シェルカウイはモロッコ人の父とベルギー人の母の元に生まれ、ベルギーでフランスのテレビ局が放送する手塚作品ほかの日本のアニメを観て育った。彼は、ロボットと人間が共生するという考え方に強く惹かれ、35歳になった今もその思想を信じている、と語っている。

手塚漫画が森羅万象を自由に捉えて二次元の紙の上に描いたように、シェルカウイのダンスも手塚漫画の宇宙を自在に踊った。

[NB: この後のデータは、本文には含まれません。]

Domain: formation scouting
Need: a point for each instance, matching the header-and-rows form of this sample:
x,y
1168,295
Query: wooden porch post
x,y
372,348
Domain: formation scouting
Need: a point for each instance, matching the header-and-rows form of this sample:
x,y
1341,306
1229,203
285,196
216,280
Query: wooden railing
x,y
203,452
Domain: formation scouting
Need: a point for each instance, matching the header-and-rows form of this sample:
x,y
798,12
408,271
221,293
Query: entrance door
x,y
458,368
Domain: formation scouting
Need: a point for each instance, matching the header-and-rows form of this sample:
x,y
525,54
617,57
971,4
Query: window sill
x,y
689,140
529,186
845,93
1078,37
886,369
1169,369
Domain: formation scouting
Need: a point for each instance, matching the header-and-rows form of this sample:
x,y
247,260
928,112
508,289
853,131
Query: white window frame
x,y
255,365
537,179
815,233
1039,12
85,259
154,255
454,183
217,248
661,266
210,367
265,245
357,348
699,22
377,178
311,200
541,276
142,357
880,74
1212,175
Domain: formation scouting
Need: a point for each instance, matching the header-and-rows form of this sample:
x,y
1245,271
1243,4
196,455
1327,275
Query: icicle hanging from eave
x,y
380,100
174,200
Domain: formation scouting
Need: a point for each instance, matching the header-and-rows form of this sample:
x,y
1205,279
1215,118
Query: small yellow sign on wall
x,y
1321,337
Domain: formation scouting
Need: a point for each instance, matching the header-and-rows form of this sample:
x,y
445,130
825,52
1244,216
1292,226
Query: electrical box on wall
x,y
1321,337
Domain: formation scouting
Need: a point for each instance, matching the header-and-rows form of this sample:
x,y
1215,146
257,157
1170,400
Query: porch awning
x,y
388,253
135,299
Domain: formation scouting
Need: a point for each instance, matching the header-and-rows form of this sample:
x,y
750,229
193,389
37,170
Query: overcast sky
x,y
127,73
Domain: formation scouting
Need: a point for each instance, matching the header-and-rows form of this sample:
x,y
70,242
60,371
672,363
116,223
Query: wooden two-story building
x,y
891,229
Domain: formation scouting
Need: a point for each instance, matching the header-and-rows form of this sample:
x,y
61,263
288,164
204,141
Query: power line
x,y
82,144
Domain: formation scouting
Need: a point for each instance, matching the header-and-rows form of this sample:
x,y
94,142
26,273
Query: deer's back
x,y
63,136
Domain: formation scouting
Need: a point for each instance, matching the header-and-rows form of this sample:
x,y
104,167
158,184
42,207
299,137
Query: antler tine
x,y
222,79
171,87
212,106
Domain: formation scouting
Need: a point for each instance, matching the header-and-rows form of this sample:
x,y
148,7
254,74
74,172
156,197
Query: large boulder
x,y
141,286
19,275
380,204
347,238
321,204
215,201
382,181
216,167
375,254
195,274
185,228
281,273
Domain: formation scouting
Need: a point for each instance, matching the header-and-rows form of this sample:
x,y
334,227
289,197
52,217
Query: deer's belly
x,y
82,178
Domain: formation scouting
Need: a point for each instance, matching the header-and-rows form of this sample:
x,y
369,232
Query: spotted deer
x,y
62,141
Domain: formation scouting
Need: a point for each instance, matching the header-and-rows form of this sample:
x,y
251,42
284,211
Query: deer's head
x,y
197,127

パフォーマーは日本人の森山未来を始め上月一臣、大植真太郎の3人と鈴木書道家の稲水、そのほかはベルギー、アルゼンチン、ノルウエー、ポルトガルなど5人。ほかに少林寺武僧2名が出演している。音楽はニティン・ソーニーだがアントワープ在住で鼓童などにも参加している堀つばさ他も加わる。映像は上田大樹、衣裳はセルビア出身のサッシャ・ゴヴァチェヴィックなども参加。一体どうやってイメージをひとつにまとめるのだろうか、と心配になるほど渾然とした創作集団である。
そして鉄腕アトムやブラックジャックを始めとする手塚漫画の強烈な主人公たち、さらに漫画を描く動き、その紙、漢字、漫画宇宙を創る手、漫画そのもの原稿あるいはその吹き出しなどが、媒体にのってステージで変幻する。漫画の吹き出しの映像の中を出入りするキャラクターや漫画本を携えて踊るダンサー、飴のようにとろける漢字、大きな書の映像に跳びつくダンサー・・・・ダンスそのものをみるというよりも全体で独特の美(少しイスラムの香りもした)を織り出しているステージという有機体を、地上から眺めているかのような体験だった。そして「それが手塚体験なんだ」というシェルカウイのメッセージが聞えたような気もしたのである。